BERT optimization with PTQ on CPU

This is a sample use case of Olive to optimize a Bert model using onnx conversion, onnx transformers optimization, onnx quantization tuner and performance tuning.

Performs optimization pipeline:

  • PyTorch Model -> Onnx Model -> Transformers Optimized Onnx Model -> Quantized Onnx Model -> ONNX Runtime performance tuning

Prerequisites

Please go to example repository Quickstart Bert Example

Pip requirements

Install the necessary python packages:

python -m pip install -r requirements.txt

Run sample using config.

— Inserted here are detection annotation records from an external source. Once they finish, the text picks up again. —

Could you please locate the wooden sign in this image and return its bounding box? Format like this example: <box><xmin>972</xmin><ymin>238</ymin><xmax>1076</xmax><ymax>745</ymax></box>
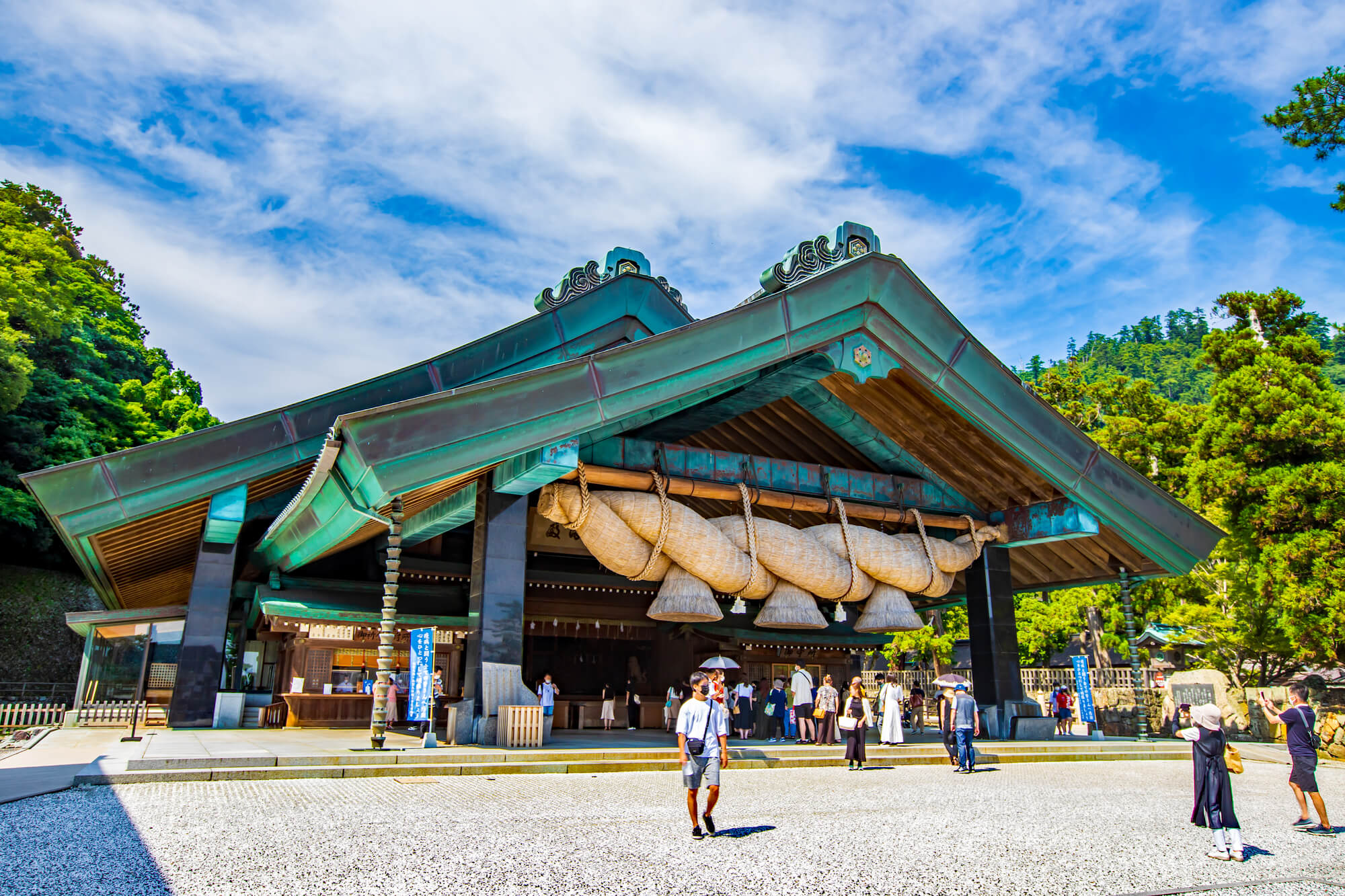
<box><xmin>527</xmin><ymin>514</ymin><xmax>590</xmax><ymax>557</ymax></box>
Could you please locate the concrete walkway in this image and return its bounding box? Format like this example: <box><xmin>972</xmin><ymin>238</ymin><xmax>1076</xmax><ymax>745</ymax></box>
<box><xmin>0</xmin><ymin>728</ymin><xmax>127</xmax><ymax>803</ymax></box>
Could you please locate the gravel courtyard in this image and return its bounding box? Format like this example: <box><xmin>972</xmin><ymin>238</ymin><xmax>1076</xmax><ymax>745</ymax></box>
<box><xmin>0</xmin><ymin>762</ymin><xmax>1345</xmax><ymax>896</ymax></box>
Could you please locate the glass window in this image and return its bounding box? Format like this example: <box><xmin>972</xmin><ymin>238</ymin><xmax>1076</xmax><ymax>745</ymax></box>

The optimization techniques to run are specified in bert_ptq_cpu.json

First, install required packages according to passes.

olive run --config bert_ptq_cpu.json --setup

Then, optimize the model

olive run --config bert_ptq_cpu.json

or run simply with python code:

from olive.workflows import run as olive_run
olive_run("bert_ptq_cpu.json")

Optimize model automatically without selecting any optimization technique.

First, install required packages according to passes.

olive run --config bert_auto.json --setup

Then, optimize the model

olive run --config bert_auto.json

or run simply with python code:

from olive.workflows import run as olive_run
olive_run("bert_auto.json")

After running the above command, the model candidates and corresponding config will be saved in the output directory. You can then select the best model and config from the candidates and run the model with the selected config.